Nos sorprendió una vez un querido
amigo comentando que acostumbra a comer sándwiches de ajo con aceite de oliva.
No falta quien se planta frente a la heladera abierta con un pan abierto al
medio, a ver qué sobró del día anterior para rellenar su sánguche. No importa
si es carne, verdura o guiso.
Un choripán comido al pie de la
parrilla es tan tentador como eran los emparedados de salame del kiosco del
colegio Estrada de City Bell en la década del ’70. El choripán o el sándwich de
vacío comido a la vera de la ruta, es más rico que el que hacemos en casa.
Si bien nuestra preferencia es
siempre pan francés con o sin corteza, podemos sucumbir fácilmente a la
tentación de los pebetes que elabora la panadería San Martín, en la calle 13
frente al tanque de agua. Imperdibles, sin importar qué relleno le ponemos
dentro.
Algún anochecer, luego de una
sumatoria de horas de viaje y largos kilómetros recorridos, arribamos a cierta
localidad cordobesa cuyo nombre quedó en los lejanos recovecos de la memoria.

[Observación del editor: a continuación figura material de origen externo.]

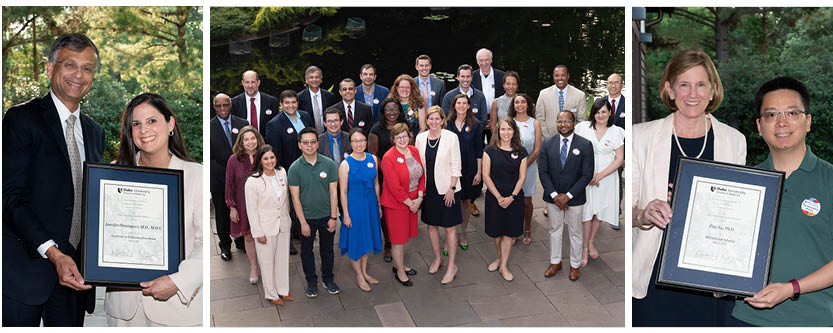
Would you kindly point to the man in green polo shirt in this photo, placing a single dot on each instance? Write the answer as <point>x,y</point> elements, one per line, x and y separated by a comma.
<point>802,258</point>
<point>312,181</point>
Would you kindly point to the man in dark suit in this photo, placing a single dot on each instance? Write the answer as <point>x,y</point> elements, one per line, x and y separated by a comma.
<point>315,100</point>
<point>356,114</point>
<point>371,93</point>
<point>257,107</point>
<point>565,168</point>
<point>478,101</point>
<point>223,130</point>
<point>45,142</point>
<point>431,88</point>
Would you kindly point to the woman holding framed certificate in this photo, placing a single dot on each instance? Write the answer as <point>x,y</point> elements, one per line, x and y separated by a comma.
<point>150,137</point>
<point>691,89</point>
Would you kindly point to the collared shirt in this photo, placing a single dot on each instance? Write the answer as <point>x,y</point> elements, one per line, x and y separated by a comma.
<point>803,244</point>
<point>249,107</point>
<point>313,183</point>
<point>488,84</point>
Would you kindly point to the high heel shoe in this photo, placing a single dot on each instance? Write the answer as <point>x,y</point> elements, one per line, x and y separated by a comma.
<point>406,283</point>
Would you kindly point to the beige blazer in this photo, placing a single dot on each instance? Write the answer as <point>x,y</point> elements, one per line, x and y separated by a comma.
<point>652,159</point>
<point>448,162</point>
<point>268,215</point>
<point>184,308</point>
<point>546,108</point>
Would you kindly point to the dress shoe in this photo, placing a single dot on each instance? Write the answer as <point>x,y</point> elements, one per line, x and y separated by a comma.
<point>225,254</point>
<point>574,274</point>
<point>552,269</point>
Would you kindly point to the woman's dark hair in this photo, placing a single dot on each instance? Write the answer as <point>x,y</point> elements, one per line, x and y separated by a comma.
<point>257,168</point>
<point>529,106</point>
<point>515,142</point>
<point>399,119</point>
<point>452,117</point>
<point>127,148</point>
<point>597,105</point>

La hora y el cansancio imponían unos sándwiches a modo de cena, y por eso nada
mejor que el local que anunciaba los mejores “monstruos” de la zona como
especialidad de la casa. Después de todo, estábamos en la cuna de los
“Carlitos”.
Los cinco hambrientos comensales
hicimos nuestro pedido que, a nadie sorprendería, incluía tomate y lechuga
entre los ingredientes. Luego de una larga espera, alguien entra portando una
bolsita con tres tomates y una planta de lechuga, evidentemente destinados a
nuestra cena. Entonces, el mozo interroga si deseábamos manteca o mayonesa. Y
ello implicó otra larga espera, hasta que la misma persona, que acababa de
salir, regresa con un saché de Hellmans. Y entonces sí, llegaron los sándwiches
que demoraron más que un costillar al asador.
Y ya que de viajes se trata, eran
una leyenda en sí misma los emparedados del parador de la estación de servicio
Caballito Blanco, en la
Ruta Nacional 3,
a la altura de Las Flores. Cada pieza era de pan tipo
felipe descortezado, con generosas fetas de queso y de jamón cortadas con
cuchilla. Similares eran los del restorán María Cristina, en Punta Lara. Ni se
preguntaba si era con mayonesa: la manteca iba de oficio, como corresponde.
A dos siglos y medio de la
hambruna del conde y su pasión por el escolaso, el sándwich ha multiplicado su
vigencia. Se cuenta que en aquella histórica partida de naipes al conde no le
fue muy bien. Pero como acababa de descubrir una nueva manera de alimentarse,
parece que aquella circunstancia no lo afectó demasiado. Bien dice el refrán
que a barriga llena, corazón contento.